The goal of running 24 trains per hour in each direction through the heart of London has come one step closer with the successful first test of a Thameslink train controlled by the new signalling system.
To have trains running so closely together, in-cab signalling will be required. So both the track and the trains will be fitted with European Train Control System (ETCS) Level 2 with an ATO (Automatic Train Operation) overlay.
This will allow trains to be driven automatically between St Pancras and Blackfriars, minimising separation and therefore maximising the number of trains that can safely travel down the line. The driver will supervise the process and all instructions will be shown on an in-cab display rather than relying on trackside signals.

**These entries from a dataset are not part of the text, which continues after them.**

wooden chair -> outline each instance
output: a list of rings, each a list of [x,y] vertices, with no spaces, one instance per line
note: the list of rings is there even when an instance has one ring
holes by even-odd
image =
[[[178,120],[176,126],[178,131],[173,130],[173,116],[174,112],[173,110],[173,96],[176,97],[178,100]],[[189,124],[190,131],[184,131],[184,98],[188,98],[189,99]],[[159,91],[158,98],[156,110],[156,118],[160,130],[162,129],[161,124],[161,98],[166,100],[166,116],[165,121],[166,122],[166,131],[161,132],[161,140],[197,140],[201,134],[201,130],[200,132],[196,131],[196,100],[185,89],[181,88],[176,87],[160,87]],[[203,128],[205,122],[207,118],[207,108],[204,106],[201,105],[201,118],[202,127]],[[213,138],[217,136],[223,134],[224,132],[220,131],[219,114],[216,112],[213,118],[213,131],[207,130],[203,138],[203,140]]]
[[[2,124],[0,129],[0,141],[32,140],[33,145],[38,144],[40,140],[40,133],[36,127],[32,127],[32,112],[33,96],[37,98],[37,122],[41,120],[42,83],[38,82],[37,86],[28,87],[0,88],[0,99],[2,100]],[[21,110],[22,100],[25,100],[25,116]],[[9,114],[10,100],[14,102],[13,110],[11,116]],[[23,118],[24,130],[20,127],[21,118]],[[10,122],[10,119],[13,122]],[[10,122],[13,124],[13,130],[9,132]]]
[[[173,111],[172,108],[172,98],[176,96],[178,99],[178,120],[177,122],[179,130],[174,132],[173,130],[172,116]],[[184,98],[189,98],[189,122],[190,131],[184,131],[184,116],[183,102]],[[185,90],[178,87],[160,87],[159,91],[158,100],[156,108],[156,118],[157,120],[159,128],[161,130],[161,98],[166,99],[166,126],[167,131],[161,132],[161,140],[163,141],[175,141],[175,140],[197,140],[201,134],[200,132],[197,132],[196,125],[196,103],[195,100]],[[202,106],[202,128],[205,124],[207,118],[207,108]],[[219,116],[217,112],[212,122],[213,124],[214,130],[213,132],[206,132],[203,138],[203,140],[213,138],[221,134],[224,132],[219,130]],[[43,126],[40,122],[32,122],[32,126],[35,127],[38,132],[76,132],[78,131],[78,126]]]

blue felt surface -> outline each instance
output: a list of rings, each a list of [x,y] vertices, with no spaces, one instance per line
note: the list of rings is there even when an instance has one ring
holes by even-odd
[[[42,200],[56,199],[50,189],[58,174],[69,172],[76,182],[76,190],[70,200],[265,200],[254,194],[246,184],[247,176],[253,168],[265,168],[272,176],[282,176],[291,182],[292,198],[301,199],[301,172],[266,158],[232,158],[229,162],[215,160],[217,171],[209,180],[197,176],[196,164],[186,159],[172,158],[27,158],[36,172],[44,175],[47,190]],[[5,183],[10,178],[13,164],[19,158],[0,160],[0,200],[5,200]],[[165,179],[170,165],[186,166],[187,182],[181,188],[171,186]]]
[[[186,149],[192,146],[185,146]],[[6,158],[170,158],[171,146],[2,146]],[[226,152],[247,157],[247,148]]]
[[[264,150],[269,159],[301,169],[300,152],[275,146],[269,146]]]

The new system has been tested already. One of the new Thameslink Class 700 trains has run at the ETCS National Integration Facility (ENIF) at Hertford and a Network Rail Class 313 test train has been along the Thameslink tracks.
Finally, both have come together. Train 700110, fitted with ETCS Level 2 in-cab signalling, successfully ran through the Thameslink core last Saturday night. The ATO overlay will be tested in September.
Dave Hooper, Thameslink programme director for Siemens Rail Systems, which supplied the signalling system, was understandably pleased. “This is another key milestone achieved for the Thameslink programme,” he said.
“Close collaboration between Siemens, Network Rail and GTR has been an essential ingredient to this success, as has the robust planning and preparation that helps make these achievements look simple when, in fact, this is ground-breaking progress for ATO and ETCS service introduction in the UK.”
GTR is the train operator for the Thameslink services. John Killeen, head of fleet programmes, said: “Ultimately, ETCS will allow us to run our trains under automatic train operation at high frequencies through central London. This, in turn will create the capacity to run extra Thameslink trains to and from Peterborough and Cambridge, giving passengers fantastic new journey opportunities.”
The new system is due to go into passenger service, after a lot more testing and driver training, in 2018.